When an official like the Governor makes such a grievous error in judgment with such monstrous consequences, however, he decently ought to quit and think it over—I must agree with William Kunstler on this point. No doubt the blacks too ought to learn to use language more carefully, but this cannot be taught by bullets, in prison.

The difficulty of communicating with the inmates, who did not want to die, would have been to make them understand what issues were really non-negotiable, issues for which the system would finally be willing to spend a thousand, a hundred thousand, a million lives. Oppressed people either tend to regard constitutional questions as bullshit, not seriously meant; or—like Bobby Seale in Chicago—they assert their “constitutional rights” with a touching religiosity and are indignant at the hypocrisy of power. But there is a real structure for which the authorities will in fact shed blood, including their own, and it should have been possible to make this clear.

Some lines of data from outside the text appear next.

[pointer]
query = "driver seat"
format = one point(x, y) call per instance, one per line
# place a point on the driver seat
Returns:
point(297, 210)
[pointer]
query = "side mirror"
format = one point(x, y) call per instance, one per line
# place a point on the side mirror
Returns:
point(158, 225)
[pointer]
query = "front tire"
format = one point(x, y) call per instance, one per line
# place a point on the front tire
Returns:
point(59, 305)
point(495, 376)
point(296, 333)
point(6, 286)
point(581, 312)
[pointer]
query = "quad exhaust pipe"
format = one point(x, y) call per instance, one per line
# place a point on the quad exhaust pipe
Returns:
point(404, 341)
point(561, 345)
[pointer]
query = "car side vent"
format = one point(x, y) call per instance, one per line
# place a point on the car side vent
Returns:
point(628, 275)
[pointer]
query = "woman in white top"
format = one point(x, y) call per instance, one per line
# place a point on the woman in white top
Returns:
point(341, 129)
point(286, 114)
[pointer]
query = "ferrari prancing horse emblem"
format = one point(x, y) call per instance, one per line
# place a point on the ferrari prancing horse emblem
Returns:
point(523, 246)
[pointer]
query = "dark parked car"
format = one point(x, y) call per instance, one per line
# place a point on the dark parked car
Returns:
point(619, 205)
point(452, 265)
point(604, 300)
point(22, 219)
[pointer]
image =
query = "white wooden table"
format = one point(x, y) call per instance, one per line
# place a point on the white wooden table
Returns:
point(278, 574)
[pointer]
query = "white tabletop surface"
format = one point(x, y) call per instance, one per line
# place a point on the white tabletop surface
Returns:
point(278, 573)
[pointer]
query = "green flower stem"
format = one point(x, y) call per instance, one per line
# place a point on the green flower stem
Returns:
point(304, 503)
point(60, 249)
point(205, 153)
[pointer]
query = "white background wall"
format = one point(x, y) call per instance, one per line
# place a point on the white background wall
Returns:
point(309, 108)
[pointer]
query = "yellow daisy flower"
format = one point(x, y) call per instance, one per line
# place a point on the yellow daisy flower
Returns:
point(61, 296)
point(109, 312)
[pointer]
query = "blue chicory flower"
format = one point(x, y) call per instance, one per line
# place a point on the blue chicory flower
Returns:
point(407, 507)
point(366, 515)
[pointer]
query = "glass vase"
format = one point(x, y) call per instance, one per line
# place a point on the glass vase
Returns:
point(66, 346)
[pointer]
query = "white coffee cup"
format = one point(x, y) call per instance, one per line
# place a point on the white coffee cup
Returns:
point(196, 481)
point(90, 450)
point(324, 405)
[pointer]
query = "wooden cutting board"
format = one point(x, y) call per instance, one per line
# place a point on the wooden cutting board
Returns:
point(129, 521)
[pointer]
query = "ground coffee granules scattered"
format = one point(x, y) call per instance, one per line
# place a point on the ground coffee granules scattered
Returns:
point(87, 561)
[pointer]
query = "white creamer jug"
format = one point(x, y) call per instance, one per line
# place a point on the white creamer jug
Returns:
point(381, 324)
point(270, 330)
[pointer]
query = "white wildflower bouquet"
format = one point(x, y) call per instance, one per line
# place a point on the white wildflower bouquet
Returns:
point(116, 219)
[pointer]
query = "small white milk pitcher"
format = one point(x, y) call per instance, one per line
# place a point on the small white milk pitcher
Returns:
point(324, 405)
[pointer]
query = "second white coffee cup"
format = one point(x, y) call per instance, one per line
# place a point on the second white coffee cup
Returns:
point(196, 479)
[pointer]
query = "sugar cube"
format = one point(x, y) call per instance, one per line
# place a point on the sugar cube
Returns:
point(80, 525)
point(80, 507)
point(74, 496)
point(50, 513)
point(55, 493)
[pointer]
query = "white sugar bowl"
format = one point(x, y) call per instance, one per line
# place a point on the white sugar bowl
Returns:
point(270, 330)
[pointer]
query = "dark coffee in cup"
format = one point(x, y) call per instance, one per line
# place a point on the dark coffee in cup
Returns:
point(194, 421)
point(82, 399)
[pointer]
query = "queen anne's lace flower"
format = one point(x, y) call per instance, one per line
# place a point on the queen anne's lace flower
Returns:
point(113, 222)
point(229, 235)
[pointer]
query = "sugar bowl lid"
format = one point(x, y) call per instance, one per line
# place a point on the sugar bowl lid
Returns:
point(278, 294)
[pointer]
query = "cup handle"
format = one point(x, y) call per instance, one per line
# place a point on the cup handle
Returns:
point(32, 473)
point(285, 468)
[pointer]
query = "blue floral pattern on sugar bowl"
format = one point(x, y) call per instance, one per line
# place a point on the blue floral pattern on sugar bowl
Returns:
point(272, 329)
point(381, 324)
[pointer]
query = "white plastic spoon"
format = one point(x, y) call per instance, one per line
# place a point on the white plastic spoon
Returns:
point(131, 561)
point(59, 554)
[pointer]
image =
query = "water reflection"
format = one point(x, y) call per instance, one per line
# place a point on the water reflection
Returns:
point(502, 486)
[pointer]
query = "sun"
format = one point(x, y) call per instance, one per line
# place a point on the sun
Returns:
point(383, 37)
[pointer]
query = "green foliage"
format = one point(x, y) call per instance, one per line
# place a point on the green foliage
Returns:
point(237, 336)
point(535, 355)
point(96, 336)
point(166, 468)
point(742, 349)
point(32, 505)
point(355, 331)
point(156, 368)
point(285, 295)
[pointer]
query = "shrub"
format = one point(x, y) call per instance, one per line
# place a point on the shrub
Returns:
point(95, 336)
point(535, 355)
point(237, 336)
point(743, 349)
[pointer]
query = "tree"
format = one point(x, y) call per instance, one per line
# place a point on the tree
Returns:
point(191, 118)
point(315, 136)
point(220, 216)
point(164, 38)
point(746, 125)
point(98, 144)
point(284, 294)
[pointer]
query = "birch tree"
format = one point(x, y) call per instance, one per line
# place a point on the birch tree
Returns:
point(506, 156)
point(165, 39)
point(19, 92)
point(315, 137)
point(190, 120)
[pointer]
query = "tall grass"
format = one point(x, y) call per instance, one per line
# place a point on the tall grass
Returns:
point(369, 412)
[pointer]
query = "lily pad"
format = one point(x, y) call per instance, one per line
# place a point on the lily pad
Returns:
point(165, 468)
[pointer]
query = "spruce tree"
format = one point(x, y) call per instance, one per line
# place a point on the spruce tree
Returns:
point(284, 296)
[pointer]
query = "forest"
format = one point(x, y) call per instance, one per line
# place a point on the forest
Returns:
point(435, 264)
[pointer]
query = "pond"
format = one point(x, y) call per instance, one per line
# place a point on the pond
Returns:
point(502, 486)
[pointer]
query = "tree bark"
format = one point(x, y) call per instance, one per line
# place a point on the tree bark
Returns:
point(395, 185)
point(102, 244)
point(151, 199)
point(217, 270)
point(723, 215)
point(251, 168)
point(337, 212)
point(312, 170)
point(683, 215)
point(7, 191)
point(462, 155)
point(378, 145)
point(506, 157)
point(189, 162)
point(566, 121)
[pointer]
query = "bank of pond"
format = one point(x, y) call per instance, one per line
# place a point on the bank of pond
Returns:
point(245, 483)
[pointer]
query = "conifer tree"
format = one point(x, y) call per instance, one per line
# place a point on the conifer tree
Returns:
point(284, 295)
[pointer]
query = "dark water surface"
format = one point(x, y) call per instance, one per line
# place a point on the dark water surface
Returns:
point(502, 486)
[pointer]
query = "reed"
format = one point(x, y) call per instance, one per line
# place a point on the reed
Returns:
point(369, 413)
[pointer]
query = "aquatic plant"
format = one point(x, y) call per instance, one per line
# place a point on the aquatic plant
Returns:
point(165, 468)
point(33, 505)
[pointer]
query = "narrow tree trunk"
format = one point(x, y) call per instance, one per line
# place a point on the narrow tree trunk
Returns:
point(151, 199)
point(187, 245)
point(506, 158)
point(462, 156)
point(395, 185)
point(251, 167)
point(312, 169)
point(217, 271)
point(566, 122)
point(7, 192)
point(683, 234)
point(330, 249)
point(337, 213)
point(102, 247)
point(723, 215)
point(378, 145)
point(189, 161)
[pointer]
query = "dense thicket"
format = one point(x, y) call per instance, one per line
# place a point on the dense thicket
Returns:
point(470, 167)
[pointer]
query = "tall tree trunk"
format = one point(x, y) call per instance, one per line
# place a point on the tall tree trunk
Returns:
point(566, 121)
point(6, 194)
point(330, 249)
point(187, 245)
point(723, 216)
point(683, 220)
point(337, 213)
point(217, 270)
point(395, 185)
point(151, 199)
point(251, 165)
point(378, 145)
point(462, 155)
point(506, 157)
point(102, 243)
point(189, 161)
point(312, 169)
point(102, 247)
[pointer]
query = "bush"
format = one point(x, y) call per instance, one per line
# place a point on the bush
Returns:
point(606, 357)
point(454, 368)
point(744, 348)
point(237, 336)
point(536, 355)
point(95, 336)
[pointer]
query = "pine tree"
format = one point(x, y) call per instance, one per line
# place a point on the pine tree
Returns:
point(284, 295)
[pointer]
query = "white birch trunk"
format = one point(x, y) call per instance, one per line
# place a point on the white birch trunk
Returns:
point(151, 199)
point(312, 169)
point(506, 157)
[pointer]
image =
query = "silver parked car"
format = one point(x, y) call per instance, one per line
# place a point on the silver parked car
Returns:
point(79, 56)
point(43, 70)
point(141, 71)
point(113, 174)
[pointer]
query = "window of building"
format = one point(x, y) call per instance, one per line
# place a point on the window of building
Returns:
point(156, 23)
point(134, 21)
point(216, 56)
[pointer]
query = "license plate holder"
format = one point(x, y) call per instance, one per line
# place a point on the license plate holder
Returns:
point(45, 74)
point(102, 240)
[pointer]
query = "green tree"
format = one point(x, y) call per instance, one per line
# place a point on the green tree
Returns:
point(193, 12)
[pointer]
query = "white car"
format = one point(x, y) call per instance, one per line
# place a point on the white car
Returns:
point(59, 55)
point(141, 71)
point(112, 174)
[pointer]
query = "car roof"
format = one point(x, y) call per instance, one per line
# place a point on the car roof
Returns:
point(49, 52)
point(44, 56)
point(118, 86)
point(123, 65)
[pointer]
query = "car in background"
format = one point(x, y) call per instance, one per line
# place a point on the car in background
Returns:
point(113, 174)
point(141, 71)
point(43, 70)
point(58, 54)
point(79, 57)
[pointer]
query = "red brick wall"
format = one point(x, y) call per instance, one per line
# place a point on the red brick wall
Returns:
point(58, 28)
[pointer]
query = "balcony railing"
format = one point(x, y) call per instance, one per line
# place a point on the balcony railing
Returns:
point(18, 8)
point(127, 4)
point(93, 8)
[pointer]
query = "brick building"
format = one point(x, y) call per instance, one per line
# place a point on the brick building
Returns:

Both sides spoke of a state of war, with the implication that people would inevitably be killed. The term was not incorrect; the implication was. Even apart from politics, every imprisoned man has returned to the state of nature, as Hobbes pointed out; all prisoners are in a sense political prisoners; and at Attica there was an explicit ideology of race and class conflict. But prudent warriors try to fight limited wars. At Attica the blacks seem to have been fairly prudent throughout. They treated the hostages well and wanted to keep talking, though they could not resist the style of gruesome guerrilla theater. Inevitably, those who fight against overwhelming odds have to be willing to settle for limited or symbolic success.

The whites lost their cool, partly because of the misinterpretation we have been mentioning, but also because of a neurotic inability to lose even a small battle. The blacks had skillfully pulled a fast one; the whites should honorably have conceded them a limited victory. For a time it seemed that this might be. But what probably happened—what usually happens—is that the more prudent leaders could not withstand the pressure from their own people. Many of the guards—and the community—could not regard the black convicts as honorable enemies.

These are psychological factors. But it is ridiculous to make the “rational” argument that a tough crackdown might diminish future trouble, in such a massive case, in the present climate of opinion. Nobody can believe this.

Naturally, as an anarchist I have other thoughts outside the current possibilities. The authorities should certainly enthusiastically have sent all twelve hundred—on Air Force One—to North Korea, which offered to accept them. (North Korea would have been just right.) It is one of the few advantages of our insane system of power blocs that there is still a semblance of exile. God help us if we have a world government.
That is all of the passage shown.